Watership Down was significant for me in a good many ways. It reinforced my love for nature, animals and talking animal books (a genre which seems to have gone significantly out of fashion - but for some years it was almost the only kind of book I wanted to read). It is one of the most English of books - if I remember correctly, Richard Adams based the characters partly on his friends during his time in the military - and it increased my fascination with all things English. It was also just an exciting, moving, funny, passionately written book which inevitably appealed to a sensitive child with a vivid imagination.

The book also features an epigraph at the start of every chapter, taken from world literature, and giving just a hint of what is to come in that chapter. These vary widely - from Shakespeare, the Bible, Jane Austen, Greek and Roman classics, Joseph Campbell's The Hero With a Thousand Faces, The Wind In the Willows, and so on. It is in no way an exaggeration to say that I discovered a few writers that I really admire from these epigraphs. Sidney Keyes, one of the great World War II poets, is quoted at the start of one chapter, from his 'Four Postures of Death', and in recent years he has become a very significant poet for me. These phrases, like passages from the novel itself, have become a part of me and echo through me at many and various times in my life.

One of the epigraphs featured a quotation from 'Hurt Hawks' by American poet Robinson Jeffers:

HURT HAWKS (Robinson Jeffers)

It was in the chapter where Kehaar, the crazy gull, is found wounded and adopted by the Watership Down rabbits. (I'm honestly not sure if his accent was supposed to be Jamaican, or Polish, or what, but it wasn't all that politically correct.) The few lines of the poem made a deep impression on me. I don't even like birds that much, but I could just see everything in this poem. I could see the fearsome, pained glare of the wounded bird, the sense that death is encroaching.

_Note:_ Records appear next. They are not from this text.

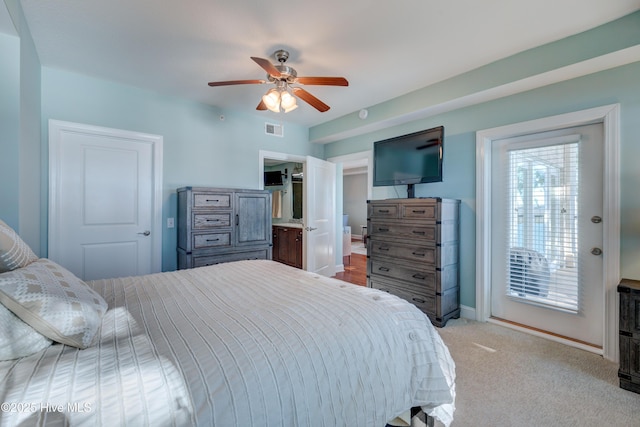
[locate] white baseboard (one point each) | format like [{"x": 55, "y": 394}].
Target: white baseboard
[{"x": 467, "y": 312}]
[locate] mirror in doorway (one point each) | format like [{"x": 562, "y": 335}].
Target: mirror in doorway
[
  {"x": 287, "y": 195},
  {"x": 296, "y": 190}
]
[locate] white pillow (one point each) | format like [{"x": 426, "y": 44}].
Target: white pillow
[
  {"x": 17, "y": 339},
  {"x": 54, "y": 302},
  {"x": 14, "y": 252}
]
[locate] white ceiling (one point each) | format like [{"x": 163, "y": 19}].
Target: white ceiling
[{"x": 384, "y": 48}]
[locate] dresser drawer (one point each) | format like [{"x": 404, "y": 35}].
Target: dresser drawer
[
  {"x": 380, "y": 210},
  {"x": 204, "y": 260},
  {"x": 211, "y": 220},
  {"x": 211, "y": 240},
  {"x": 211, "y": 200},
  {"x": 420, "y": 211},
  {"x": 421, "y": 253},
  {"x": 425, "y": 278},
  {"x": 389, "y": 229},
  {"x": 425, "y": 303}
]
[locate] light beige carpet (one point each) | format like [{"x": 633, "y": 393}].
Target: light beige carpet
[{"x": 508, "y": 378}]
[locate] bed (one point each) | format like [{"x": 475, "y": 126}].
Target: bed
[{"x": 248, "y": 343}]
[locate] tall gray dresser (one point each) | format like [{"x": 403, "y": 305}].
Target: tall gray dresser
[
  {"x": 413, "y": 252},
  {"x": 629, "y": 371},
  {"x": 218, "y": 225}
]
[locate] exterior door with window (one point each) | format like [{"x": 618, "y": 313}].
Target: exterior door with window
[{"x": 547, "y": 202}]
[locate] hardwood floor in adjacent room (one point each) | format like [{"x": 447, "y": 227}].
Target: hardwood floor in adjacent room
[{"x": 356, "y": 271}]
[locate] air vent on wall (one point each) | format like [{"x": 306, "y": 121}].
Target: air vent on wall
[{"x": 273, "y": 129}]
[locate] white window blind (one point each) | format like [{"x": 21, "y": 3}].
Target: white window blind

He is strong and pain is worse to the strong, incapacity is worse.
The curs of the day come and torment him
At distance, no one but death the redeemer will humble that head,
The intrepid readiness, the terrible eyes.

I've now also read some of Robinson Jeffers' other poems. I think he is a bit out of fashion these days and in all honesty I do not see him becoming one of my favourite poets. He became most notorious for writing a long poem about incest, 'Tamar', and for a mode of thought called inhumanism. As far as I can tell, this posited that human beings are too indifferent to the beauty of the natural world and that their disappearance wouldn't be a great loss. (I admit that I may not have this quite right, but that's more or less how I understood it.) The great Polish poet Czesław Miłosz, who was a believer, wrote a very interesting poem, 'To Robinson Jeffers', in which he rejected Jeffers' inhumanism and deplored the "nakedness of elements" in a godless world, or at least a world in which God and humans could not have anything to do with each other.

Thin-lipped, blue-eyed, without grace or hope,
before God the Terrible, body of the world.
Prayers are not heard. Basalt and granite.
Above them, a bird of prey. The only beauty.

I'm not sure about Jeffers' beliefs - I have seen it suggested that he was a pantheist, but in any case, it seems pretty certain that he did not believe in a personal God. His vision of nature is indifferent to humanity, beautiful, stark and annihilating. In 'Hurt Hawks', the man does give release to the wounded hawk by killing him, but the bird's incandescent life force is still greater even as he dies:

[...] I gave him the lead gift in the twilight. What fell was relaxed,
Owl-downy, soft feminine feathers; but what
Soared: the fierce rush: the night-herons by the flooded river cried fear at its rising
Before it was quite unsheathed from reality.